12.2 Pharmacodynamics
Mirena has mainly local progestogenic effects in the uterine cavity. The local concentrations of LNG lead to morphological changes including stromal pseudodecidualization, glandular atrophy, a leukocytic infiltration and a decrease in glandular and stromal mitoses.
Ovulation is inhibited in some women using Mirena. In a 1-year study, approximately 45% of menstrual cycles were ovulatory, and in another study after 4 years, 75% of cycles were ovulatory.
12.3 Pharmacokinetics
Absorption
Low doses of LNG are administered into the uterine cavity with the Mirena intrauterine delivery system.
Estimated in vivo release rates for different points in time are provided in Table 5.
Table 5: Estimated in vivo release rates for Mirena: - Time
- Estimated in vivo release rate [μg/day] (rounded)
- 24 days after insertion
- 21
- 60 days after insertion
- 21
- 1 year after insertion
- 19
- 3 years after insertion
- 14
- 5 years after insertion
- 11
- 6 years after insertion
- 9
- 7 years after insertion
- 8
- 8 years after insertion
- 7
- Average over 1st year
- 20
- Average over 3 years
- 18
- Average over 5 years
- 15
- Average over 8 years
- 13
After insertion of Mirena, LNG is detectable in serum/plasma after 1 hour. The maximum concentration is reached within 2 weeks after insertion and amounts to about 180 ng/L (CV 38%). In correspondence with the declining release rate, the geometric mean serum/plasma concentration of levonorgestrel declines continuously:
Table 6: Estimated Total LNG Mean Plasma Concentrations Time after insertion
Total LNG plasma concentrations [ng/L] (geometric CV%)
24 days
175 (37.6)
2 months
169 (37.1)
1 year
159 (37.4)
3 years
139 (37.8)
5 years
123 (38.2)
8 years
100 (39.9)
Distribution
LNG is bound non-specifically to serum albumin and specifically to the Sex hormone-binding globulin (SHBG.) Less than 2% of the circulating LNG is present as free steroid.
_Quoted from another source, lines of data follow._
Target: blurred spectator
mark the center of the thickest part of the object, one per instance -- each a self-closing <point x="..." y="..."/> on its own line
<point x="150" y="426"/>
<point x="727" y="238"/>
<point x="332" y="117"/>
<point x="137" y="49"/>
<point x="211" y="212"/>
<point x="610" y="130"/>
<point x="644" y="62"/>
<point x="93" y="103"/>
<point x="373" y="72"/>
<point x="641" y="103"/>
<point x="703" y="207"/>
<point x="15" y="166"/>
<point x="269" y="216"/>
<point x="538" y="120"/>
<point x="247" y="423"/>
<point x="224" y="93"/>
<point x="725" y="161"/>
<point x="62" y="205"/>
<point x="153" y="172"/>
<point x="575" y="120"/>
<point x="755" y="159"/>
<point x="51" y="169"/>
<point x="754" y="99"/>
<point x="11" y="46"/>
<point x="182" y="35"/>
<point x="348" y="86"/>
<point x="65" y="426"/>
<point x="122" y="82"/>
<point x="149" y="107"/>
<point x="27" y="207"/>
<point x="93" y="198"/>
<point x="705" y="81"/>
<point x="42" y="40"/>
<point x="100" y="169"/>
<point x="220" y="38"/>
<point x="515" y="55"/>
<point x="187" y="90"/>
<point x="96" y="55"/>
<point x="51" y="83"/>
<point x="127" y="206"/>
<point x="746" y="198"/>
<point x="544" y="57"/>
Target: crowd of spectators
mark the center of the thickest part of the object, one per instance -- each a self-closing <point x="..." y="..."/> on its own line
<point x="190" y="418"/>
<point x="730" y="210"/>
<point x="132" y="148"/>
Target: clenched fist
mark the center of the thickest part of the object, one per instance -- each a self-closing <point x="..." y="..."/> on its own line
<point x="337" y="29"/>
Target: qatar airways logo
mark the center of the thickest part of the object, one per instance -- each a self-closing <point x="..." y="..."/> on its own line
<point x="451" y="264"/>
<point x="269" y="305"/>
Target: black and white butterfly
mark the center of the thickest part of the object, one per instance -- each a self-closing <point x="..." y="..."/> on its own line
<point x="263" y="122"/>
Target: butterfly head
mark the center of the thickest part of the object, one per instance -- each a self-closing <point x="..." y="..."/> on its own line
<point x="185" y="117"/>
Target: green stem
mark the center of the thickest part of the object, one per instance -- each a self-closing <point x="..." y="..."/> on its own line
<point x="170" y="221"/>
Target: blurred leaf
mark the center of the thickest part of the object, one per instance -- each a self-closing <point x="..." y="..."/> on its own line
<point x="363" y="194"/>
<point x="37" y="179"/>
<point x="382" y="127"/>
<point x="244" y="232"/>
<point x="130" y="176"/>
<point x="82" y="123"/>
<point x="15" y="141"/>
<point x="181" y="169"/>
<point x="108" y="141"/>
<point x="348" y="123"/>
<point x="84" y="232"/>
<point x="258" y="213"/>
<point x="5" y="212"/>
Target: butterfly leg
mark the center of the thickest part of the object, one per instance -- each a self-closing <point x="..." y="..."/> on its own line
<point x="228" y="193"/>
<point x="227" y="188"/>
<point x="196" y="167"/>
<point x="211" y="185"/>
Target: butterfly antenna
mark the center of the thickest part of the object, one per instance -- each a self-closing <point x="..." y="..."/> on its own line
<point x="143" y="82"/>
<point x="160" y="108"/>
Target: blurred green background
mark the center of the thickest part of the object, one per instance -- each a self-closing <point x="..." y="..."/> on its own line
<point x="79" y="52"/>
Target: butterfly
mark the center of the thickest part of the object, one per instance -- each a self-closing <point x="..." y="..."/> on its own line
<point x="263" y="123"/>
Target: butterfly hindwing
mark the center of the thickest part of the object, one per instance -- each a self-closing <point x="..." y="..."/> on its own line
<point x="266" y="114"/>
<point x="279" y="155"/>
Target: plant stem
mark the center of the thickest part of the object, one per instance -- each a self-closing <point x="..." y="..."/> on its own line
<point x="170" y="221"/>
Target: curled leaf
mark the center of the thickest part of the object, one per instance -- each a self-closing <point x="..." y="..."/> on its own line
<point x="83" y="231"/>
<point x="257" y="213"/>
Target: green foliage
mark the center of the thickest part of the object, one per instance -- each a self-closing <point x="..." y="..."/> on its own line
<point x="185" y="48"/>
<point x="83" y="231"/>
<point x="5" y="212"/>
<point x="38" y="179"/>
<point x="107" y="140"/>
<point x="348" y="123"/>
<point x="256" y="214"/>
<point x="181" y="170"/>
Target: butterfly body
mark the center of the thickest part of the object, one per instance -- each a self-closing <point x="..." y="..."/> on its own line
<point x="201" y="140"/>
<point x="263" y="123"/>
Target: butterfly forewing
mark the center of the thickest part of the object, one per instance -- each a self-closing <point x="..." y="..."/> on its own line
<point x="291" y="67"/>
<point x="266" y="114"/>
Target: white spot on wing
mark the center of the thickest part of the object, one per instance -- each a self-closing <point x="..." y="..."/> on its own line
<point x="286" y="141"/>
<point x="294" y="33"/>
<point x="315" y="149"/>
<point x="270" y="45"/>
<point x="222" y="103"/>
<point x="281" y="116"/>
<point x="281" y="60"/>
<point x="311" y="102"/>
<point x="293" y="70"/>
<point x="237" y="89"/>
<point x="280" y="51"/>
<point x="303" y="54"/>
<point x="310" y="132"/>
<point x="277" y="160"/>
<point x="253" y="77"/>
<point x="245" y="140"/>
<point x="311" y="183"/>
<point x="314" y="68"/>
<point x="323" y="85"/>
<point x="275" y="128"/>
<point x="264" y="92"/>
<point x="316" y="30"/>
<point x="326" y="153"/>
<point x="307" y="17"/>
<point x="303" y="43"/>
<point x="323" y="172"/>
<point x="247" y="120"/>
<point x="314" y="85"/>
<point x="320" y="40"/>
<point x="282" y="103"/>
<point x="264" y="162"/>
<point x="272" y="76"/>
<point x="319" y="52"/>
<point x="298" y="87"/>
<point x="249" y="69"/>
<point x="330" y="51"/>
Levonorgestrel binds with high affinity to SHBG. Accordingly, changes in the concentration of SHBG in serum result in an increase (at higher SHBG concentrations) or in a decrease (at lower SHBG concentrations) of the total levonorgestrel concentration in serum. The concentration of SHBG declined on average by about 20% during the two months after insertion of Mirena and remained stable during thereafter, increasing only slightly until the end of the 8 years of use.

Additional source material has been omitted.